Century 21 NY Metro President and CEO Michael Simon has left the company and been replaced by his former boss and company COO Marc Lewis.
Century 21’s board of directors accepted Simon’s resignation late last week, according to company spokeswoman Charlotte Kullen. Simon had been with the company for just over two years, she said, adding that his departure and Lewis’ promotion were announced within the firm last week. Simon was not available for comment.
Kullen did not comment on the reasons for Simon’s departure from the two-year-old company other than to say, “It’s a new franchise. We’re new in New York. There’s always change in New York.”
She said Simon, who oversaw the 2006 merger of Dwelling Quest and Century 21 Kevin B. Brown that resulted in the creation of Century 21 NY Metro, will be “pursing other opportunities,” but added that she wasn’t sure if they would be in real estate or not.
Lewis gave Simon his first job out of college at L.D. Gardner Realty, an Upper East Side brokerage firm. Some 20 years later, when Simon was president and CEO of Century 21 NY Metro, he returned the favor by making Lewis COO.
Lewis said he remains on good terms with Simon but did not comment further on his departure. For the foreseeable future at least, Lewis will serve as both COO and CEO.
“In this kind of economy, you don’t need COOs,” he said. “You need people that can wear a couple different hats. Companies can’t afford fat.”

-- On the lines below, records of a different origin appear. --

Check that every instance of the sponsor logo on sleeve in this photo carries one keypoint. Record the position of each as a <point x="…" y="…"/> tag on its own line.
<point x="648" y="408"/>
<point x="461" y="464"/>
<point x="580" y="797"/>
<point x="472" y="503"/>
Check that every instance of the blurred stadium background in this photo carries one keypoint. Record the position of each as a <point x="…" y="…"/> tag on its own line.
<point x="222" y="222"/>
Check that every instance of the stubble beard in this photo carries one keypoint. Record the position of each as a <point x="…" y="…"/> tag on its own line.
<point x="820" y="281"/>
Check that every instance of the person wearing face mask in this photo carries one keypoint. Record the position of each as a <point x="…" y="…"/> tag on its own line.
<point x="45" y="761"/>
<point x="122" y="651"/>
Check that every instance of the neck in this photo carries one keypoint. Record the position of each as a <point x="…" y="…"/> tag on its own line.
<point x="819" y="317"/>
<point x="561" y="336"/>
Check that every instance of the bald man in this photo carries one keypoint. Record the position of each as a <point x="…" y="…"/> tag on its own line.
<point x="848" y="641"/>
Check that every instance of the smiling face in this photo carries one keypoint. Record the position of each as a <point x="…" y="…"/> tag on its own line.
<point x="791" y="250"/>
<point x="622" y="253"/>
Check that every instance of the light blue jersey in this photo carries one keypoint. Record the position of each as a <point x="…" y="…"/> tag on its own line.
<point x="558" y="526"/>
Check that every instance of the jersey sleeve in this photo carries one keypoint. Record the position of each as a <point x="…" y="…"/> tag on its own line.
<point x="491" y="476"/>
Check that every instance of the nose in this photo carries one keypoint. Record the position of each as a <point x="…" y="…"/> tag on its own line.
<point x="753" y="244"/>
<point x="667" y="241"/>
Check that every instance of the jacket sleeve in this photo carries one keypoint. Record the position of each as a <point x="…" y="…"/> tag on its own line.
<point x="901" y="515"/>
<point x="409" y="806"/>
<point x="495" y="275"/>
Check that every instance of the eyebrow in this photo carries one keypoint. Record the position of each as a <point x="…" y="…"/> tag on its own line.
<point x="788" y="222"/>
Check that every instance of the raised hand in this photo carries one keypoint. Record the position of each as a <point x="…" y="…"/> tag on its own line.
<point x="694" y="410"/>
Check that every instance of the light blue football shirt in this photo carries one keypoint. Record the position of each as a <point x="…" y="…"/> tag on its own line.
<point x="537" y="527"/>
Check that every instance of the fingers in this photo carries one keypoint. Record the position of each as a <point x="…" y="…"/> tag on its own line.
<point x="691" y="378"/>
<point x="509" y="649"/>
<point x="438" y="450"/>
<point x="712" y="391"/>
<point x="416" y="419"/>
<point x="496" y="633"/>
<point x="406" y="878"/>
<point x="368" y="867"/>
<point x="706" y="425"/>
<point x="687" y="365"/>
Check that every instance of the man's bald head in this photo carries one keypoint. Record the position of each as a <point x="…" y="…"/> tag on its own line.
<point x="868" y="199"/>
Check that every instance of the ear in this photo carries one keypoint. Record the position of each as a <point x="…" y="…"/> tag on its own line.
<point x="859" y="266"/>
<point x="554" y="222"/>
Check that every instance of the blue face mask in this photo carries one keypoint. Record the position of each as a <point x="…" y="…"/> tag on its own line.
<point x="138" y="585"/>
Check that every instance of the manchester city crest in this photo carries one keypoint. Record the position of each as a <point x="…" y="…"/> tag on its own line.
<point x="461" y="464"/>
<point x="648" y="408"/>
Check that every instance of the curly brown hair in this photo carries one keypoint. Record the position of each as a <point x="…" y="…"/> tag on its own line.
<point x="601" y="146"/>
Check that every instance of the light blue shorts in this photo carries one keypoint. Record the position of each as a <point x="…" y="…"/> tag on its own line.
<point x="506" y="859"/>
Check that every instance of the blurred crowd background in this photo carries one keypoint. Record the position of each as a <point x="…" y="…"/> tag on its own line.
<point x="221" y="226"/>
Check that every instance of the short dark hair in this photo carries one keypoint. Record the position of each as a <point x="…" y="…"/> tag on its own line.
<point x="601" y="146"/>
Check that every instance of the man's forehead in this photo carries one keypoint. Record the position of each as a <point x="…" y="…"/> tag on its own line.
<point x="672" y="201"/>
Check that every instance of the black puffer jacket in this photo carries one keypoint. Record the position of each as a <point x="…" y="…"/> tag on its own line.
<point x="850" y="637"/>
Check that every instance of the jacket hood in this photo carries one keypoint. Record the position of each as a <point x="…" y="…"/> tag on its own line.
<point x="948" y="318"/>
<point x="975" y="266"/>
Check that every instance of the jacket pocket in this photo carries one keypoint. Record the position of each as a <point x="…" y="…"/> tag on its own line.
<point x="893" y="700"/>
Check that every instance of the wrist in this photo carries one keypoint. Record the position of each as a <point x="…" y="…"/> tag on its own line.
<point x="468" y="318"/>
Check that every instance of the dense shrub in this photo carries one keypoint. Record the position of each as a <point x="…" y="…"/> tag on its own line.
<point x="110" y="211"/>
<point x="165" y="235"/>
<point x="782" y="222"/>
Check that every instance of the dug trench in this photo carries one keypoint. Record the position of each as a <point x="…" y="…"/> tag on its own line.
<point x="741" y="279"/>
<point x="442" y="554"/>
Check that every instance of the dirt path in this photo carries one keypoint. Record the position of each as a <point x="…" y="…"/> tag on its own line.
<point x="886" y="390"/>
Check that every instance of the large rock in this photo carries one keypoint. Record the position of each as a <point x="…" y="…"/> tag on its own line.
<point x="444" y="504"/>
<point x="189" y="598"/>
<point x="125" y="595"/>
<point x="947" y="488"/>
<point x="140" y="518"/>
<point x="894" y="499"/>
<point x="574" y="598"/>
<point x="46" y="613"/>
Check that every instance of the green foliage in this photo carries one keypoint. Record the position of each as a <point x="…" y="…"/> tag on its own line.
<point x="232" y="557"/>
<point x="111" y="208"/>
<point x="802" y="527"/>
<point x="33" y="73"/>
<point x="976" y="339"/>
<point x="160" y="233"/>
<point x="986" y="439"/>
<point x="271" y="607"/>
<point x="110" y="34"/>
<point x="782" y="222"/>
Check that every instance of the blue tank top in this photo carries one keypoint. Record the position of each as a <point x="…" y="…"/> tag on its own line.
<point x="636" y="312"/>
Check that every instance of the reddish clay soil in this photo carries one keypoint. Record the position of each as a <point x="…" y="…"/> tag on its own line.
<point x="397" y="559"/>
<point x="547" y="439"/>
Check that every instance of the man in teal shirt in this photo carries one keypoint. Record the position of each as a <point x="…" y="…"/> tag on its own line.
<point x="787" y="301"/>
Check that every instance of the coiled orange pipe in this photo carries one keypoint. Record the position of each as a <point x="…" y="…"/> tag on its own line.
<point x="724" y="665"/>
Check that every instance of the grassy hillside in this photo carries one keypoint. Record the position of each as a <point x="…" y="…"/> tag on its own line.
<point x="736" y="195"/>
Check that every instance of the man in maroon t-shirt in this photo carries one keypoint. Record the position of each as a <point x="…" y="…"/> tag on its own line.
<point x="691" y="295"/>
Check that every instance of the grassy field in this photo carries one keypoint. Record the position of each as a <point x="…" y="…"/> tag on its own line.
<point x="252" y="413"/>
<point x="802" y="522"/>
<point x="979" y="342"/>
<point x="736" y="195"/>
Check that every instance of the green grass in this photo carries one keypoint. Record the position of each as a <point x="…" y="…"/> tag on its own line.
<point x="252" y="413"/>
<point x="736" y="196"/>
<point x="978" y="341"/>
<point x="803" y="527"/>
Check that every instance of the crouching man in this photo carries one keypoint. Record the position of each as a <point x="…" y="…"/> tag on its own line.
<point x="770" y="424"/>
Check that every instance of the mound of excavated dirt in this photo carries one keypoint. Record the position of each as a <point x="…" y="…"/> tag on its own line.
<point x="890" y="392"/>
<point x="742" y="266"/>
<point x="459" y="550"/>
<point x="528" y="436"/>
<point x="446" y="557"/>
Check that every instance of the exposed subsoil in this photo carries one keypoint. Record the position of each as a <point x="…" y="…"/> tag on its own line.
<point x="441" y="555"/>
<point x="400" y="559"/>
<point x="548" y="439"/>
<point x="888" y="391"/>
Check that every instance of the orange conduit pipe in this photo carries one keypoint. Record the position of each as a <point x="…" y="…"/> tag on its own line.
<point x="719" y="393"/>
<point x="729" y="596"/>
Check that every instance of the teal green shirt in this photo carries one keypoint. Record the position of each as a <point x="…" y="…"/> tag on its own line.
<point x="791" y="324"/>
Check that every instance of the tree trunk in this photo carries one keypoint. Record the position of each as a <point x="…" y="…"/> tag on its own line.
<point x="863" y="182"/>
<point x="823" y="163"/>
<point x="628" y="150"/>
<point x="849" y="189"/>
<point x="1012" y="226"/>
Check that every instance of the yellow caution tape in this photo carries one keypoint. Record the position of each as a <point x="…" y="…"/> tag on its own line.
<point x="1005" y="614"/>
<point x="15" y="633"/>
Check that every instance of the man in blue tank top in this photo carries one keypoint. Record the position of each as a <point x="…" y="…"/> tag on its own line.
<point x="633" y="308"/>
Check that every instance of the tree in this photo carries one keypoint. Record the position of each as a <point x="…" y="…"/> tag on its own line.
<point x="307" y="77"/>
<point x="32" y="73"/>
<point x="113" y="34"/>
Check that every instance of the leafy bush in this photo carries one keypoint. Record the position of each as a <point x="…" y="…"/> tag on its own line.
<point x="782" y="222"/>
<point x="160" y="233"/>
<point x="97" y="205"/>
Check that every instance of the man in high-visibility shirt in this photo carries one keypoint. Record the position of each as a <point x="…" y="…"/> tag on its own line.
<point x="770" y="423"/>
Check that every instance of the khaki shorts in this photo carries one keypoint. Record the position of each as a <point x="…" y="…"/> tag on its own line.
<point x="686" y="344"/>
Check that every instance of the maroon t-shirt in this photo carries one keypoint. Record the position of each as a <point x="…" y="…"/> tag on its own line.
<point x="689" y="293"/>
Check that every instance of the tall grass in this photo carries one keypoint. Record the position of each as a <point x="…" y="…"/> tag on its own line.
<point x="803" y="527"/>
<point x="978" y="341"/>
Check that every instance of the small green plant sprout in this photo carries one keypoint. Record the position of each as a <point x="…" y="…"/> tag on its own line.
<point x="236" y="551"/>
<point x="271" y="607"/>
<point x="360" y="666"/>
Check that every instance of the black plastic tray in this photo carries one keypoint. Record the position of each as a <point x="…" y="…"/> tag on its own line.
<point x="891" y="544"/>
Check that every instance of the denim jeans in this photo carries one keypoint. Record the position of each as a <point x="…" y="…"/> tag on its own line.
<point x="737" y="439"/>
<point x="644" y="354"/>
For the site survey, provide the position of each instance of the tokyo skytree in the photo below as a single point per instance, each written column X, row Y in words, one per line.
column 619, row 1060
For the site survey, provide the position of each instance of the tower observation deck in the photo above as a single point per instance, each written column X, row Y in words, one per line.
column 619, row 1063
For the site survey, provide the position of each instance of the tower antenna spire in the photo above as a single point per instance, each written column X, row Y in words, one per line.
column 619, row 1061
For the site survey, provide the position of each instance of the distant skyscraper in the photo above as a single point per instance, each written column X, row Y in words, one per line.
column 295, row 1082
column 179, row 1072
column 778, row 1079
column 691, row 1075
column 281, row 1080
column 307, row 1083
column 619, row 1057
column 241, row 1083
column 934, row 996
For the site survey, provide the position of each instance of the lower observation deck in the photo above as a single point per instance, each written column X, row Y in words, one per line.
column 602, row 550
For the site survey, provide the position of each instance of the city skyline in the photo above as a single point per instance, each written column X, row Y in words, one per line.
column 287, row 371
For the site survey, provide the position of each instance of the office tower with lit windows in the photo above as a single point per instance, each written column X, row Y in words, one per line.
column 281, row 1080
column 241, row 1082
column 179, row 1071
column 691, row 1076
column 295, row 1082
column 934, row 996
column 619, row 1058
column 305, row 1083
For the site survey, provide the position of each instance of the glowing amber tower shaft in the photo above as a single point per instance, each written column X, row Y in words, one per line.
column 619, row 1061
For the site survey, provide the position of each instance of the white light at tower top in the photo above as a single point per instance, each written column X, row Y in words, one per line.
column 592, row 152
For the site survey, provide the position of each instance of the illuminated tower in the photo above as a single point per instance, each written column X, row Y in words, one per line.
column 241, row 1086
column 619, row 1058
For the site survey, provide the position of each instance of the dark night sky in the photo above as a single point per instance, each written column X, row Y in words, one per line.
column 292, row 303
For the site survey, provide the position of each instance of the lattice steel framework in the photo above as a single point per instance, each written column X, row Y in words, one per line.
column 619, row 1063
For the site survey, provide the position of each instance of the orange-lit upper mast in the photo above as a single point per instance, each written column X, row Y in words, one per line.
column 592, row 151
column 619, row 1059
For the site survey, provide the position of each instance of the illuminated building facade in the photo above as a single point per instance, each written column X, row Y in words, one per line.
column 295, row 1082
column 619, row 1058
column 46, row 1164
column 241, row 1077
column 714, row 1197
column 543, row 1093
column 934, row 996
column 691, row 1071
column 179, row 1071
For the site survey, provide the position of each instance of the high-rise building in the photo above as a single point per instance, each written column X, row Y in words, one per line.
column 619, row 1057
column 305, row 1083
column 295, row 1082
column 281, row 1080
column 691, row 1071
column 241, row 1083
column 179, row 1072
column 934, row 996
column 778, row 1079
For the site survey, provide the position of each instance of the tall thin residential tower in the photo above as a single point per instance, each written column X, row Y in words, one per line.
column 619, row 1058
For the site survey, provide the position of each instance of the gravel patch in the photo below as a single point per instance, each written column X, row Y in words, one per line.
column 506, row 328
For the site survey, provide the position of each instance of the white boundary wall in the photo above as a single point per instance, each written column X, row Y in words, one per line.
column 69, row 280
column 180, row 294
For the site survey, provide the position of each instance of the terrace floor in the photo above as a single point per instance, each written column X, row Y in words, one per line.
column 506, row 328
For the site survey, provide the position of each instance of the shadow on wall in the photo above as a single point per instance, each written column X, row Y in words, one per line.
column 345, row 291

Prior to helping form Century 21 NY Metro, Simon was a long-time executive with the former Cendant Corporation, now Realogy and the parent company of Century 21 Real Estate.
Lewis first entered the industry as a rental agent with L.D. Gardner Realty in 1973. In 1988, he founded his own firm, Marc Lewis Realty, which provided sales, rental, building site and building sales brokerage services. In 2002, he merged Marc Lewis Realty with Manhattan Apartments, then joined Century 21 NY Metro in 2007 as COO.
Lewis said he plans to help Century 21 NY Metro expand into commercial real estate, creating divisions for store leasing and investment sales.
“We’re trying to branch out and give agents different options,” he said. “In this market, you can’t just have one niche. You have to be flexible.” He added: “There’s always a facet of the industry that’s making money. We’re trying to have everything under one roof.”
The company is planning to hire new agents, he said, and is currently in the process of looking to move from its current 10,000 square feet of space at 575 Madison Avenue to about 15,000 square feet in the same neighborhood.